Redskins hire Bruce Allen as GM following resignation of Vinny Cerrato

The Redskins' executive vice-president of football operations steps down after the team starts the season with a 4-9 record.
By Barry Svrluga
Washington Post Staff Writer
Friday, December 18, 2009

Washington Redskins owner Daniel Snyder began a swift and dramatic overhaul of the way his team operates Thursday, naming Bruce Allen, the son of legendary Redskins coach George Allen, as the team's first general manager in 10 years and setting the stage for a possible new head coach and a much different management structure atop the franchise.

Snyder accepted the resignation of executive vice president of football operations Vinny Cerrato, a longtime confidante who was a controversial figure blamed by fans for many of the team's struggles but who Snyder referred to as a friend.

The transition in perhaps the franchise's most important position -- Allen will take the responsibility for shaping both the team's roster and the coaching staff -- took nearly everyone at the club's training facility in Ashburn by surprise, and involved only Snyder and a few of his closest advisers. Snyder said it was made for one reason: The Redskins are in the midst of another disappointing season, and he believed Cerrato was no longer fit for the job. Hiring Allen, a successful executive with the Oakland Raiders and then the Tampa Bay Buccaneers, brings "a proven winner," Snyder said at an afternoon news conference.
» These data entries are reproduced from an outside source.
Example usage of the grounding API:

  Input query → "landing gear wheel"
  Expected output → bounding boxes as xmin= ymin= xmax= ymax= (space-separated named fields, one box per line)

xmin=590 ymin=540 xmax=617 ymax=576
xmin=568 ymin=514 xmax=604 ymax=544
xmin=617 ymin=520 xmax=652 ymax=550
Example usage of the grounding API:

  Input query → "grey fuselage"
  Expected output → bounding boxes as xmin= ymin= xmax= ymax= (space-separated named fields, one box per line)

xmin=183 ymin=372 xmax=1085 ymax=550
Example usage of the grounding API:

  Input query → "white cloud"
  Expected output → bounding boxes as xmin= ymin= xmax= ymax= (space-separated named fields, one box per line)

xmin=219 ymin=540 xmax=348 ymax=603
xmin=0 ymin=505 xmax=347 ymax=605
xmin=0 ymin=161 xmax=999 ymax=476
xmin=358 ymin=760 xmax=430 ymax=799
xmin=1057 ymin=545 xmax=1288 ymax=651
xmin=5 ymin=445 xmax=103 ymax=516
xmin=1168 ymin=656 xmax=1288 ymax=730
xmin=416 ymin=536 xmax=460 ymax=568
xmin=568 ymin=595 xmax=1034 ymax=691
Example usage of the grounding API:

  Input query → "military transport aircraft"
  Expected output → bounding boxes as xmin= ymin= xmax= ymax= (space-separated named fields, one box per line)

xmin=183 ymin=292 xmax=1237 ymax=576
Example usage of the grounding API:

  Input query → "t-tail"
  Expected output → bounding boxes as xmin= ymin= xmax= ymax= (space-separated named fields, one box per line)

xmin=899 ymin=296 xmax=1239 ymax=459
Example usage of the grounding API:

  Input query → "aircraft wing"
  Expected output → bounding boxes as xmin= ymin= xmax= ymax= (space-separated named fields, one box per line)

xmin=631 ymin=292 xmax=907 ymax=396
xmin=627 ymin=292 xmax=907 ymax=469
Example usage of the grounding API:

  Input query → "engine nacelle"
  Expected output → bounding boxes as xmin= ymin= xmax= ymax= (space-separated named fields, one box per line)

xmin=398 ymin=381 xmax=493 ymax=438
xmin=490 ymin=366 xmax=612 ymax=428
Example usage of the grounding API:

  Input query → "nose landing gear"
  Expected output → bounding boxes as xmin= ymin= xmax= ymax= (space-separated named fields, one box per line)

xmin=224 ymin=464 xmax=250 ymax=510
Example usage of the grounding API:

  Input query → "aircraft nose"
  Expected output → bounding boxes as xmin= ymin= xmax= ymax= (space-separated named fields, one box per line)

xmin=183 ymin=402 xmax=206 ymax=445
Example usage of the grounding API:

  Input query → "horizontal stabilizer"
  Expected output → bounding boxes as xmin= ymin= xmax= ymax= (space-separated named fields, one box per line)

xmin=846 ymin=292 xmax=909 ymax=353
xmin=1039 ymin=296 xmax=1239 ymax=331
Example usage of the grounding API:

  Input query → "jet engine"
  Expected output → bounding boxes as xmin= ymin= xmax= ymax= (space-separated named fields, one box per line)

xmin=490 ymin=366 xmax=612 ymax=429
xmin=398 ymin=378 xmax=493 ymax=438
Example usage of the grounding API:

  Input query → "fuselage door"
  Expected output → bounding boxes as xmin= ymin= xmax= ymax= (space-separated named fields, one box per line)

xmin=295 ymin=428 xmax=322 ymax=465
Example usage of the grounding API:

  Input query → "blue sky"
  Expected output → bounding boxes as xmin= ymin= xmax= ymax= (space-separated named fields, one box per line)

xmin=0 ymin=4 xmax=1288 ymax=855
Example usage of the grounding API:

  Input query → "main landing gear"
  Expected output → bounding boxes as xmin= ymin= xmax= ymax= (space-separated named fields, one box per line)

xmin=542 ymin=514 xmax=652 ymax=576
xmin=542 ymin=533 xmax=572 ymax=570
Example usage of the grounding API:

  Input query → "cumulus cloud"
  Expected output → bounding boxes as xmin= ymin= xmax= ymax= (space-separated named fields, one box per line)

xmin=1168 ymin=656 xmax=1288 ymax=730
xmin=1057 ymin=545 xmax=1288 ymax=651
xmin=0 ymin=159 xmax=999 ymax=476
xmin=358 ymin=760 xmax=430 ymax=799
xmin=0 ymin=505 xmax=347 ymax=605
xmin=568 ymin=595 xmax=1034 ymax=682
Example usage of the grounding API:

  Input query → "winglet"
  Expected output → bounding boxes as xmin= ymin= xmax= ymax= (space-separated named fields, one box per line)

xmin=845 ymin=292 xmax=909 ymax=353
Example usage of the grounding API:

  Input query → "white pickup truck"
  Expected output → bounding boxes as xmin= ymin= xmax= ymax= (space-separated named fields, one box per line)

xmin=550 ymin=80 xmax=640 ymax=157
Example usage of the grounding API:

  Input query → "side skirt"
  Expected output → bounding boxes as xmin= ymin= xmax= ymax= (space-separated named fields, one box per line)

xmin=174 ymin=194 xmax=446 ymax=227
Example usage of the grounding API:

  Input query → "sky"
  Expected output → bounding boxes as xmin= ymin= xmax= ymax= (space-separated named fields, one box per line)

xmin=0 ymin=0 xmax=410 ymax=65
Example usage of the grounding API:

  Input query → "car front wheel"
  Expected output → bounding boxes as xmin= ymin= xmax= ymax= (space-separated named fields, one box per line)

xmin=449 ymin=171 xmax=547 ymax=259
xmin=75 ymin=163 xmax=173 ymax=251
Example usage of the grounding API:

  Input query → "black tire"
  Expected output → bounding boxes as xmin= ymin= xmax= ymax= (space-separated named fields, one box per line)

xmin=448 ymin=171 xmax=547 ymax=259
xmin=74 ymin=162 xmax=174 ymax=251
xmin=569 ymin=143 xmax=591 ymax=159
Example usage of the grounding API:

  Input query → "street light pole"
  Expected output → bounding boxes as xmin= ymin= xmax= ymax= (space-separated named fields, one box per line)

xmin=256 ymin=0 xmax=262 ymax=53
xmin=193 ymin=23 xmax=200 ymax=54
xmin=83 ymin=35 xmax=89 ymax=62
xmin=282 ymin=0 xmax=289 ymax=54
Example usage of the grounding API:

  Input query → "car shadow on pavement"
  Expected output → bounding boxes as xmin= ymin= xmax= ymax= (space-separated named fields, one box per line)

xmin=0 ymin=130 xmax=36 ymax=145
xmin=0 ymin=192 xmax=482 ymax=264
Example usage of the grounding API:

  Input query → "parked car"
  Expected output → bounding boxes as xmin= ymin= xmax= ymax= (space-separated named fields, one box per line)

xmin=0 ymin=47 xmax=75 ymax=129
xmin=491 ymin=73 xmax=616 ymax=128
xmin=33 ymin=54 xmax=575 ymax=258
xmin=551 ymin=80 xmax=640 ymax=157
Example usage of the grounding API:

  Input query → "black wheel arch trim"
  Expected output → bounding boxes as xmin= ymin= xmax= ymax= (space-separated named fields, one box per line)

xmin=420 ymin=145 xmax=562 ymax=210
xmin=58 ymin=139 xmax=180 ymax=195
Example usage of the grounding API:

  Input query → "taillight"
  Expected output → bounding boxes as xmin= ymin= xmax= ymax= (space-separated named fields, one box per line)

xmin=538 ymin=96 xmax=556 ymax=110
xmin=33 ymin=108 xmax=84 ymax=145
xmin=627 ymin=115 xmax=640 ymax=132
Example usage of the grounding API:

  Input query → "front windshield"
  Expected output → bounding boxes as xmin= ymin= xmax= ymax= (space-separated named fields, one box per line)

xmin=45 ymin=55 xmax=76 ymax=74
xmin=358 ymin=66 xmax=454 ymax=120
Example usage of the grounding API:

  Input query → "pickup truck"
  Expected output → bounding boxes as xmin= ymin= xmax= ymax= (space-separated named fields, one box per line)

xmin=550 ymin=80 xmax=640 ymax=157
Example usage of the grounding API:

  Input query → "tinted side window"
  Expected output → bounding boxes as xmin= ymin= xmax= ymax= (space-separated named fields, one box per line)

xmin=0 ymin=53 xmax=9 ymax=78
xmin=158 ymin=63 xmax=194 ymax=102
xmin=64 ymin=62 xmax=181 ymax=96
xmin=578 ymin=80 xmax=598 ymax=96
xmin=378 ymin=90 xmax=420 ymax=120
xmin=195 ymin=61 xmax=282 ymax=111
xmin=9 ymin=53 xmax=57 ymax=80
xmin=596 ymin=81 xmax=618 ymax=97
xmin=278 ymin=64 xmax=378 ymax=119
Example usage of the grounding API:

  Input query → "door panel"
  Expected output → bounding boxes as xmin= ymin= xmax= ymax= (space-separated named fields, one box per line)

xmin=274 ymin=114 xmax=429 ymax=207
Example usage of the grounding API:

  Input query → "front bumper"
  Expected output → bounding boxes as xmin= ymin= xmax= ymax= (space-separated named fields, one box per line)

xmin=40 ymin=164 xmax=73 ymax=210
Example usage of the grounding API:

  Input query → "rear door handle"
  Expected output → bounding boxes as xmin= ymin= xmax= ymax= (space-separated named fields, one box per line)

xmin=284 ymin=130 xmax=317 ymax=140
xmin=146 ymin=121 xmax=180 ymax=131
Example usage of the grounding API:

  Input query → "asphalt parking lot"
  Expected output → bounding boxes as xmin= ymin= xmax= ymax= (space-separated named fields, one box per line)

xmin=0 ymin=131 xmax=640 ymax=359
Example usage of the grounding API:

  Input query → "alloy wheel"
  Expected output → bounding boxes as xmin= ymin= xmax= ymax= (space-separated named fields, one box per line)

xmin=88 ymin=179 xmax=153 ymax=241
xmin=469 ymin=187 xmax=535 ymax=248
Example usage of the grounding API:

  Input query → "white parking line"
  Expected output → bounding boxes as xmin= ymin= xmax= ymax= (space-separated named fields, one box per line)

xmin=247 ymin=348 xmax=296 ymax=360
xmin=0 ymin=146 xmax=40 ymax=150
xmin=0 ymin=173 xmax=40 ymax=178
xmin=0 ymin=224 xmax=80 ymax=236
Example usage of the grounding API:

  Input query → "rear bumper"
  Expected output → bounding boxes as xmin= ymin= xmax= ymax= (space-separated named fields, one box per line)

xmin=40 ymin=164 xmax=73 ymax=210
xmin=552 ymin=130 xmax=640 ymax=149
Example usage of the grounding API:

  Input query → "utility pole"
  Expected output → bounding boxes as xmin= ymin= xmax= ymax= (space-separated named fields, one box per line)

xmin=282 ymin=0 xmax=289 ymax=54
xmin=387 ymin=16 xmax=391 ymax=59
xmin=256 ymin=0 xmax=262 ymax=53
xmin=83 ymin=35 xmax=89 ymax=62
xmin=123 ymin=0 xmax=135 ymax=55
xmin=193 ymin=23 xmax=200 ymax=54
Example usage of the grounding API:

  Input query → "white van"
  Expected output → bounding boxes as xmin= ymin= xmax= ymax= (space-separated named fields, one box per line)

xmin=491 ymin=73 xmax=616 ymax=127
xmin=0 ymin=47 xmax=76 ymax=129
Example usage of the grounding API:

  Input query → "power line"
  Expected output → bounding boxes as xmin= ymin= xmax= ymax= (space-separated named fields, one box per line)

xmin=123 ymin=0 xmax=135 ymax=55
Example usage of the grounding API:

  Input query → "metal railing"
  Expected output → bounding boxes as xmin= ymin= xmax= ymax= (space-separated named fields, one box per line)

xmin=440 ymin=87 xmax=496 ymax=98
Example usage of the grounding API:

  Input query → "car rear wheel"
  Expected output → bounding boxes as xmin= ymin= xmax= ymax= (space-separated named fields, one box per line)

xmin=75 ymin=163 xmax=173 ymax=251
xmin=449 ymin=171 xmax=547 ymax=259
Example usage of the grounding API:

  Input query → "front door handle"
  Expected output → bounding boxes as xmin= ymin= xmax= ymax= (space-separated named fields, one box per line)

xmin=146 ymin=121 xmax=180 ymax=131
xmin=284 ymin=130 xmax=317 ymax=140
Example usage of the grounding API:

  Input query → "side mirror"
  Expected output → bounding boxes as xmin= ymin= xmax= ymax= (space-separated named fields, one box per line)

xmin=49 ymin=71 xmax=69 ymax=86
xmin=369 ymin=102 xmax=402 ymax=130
"Obviously, this has been a very difficult season, one that has disappointed everyone -- fans, ourselves," Snyder said. "It's been difficult. And when it gets to the point where we say, 'What do we need to do for the future?', you look at change, and that's what I decided to do."

Next up could be a coaching change. Cerrato strongly argued for the hiring of Jim Zorn, the current head coach whose tenure has been marred by poor offensive production and a 12-17 record, including 15 losses in the last 21 games. Although Snyder and Allen would not address the head coaching position Thursday -- "Jim Zorn is our coach," Allen said -- there are a number of marquee coaches available, including Mike Shanahan, who won two Super Bowls in Denver, and Jon Gruden, who won a Super Bowl in Tampa Bay and worked with Allen both with the Buccaneers and the Raiders.

Many in the Redskins organization said they believed Shanahan would be the most likely choice if a coaching change is made. Gruden recently signed a multiyear contract to continue as an analyst on ESPN's "Monday Night Football," and an ESPN executive said Thursday he expected Gruden would remain with the network.

The shakeup comes during a season in which the Redskins sit at 4-9, will miss the playoffs for the eighth time in 10 years, and have endured unprecedented fan unrest. The team was booed off FedEx Field following a narrow September victory over lowly St. Louis, and fans began angrily questioning the direction of the franchise on sports talk radio, Internet message boards and with signs and T-shirts -- many of them calling for Cerrato's dismissal -- at home games.

Though Allen said no more drastic changes would come before the final game of the season -- Jan. 3 at San Diego -- coaches privately worried about their job status in both the short- and long-term.

"What I'm going to do is work as hard as I possibly can -- not to try to save my job, but to continue to work the way we're working to bring a winner to this program," Zorn said after practice in preparation for Monday's game against the New York Giants. "That's really what I set out to do right from the beginning. And then I hope Bruce will observe."

Allen met with Zorn on Thursday morning, shortly after Zorn told his coaching staff that Cerrato was gone and that Allen was in.

Allen's record in Oakland and Tampa Bay was mixed. He won 10 division titles in the two stops, but he had a spotty record in the draft and with free agent signings. Still, he is simultaneously able to offer a link to the Redskins' more successful past and provide a new direction for the future. He spoke about the memories of his father, who led the Redskins to their first Super Bowl in 1973, and beamed about the franchise's traditions.

Allen said he had been talking to Snyder for "several weeks," though not all the conversations centered on the role for which he was hired; his title will be executive vice president/general manager. The hiring process was performed in almost complete secrecy, involving only the highest levels of the Redskins organization -- a group that includes Snyder, chief operating officer David Donovan and Karl Swanson, Snyder's chief public relations strategist.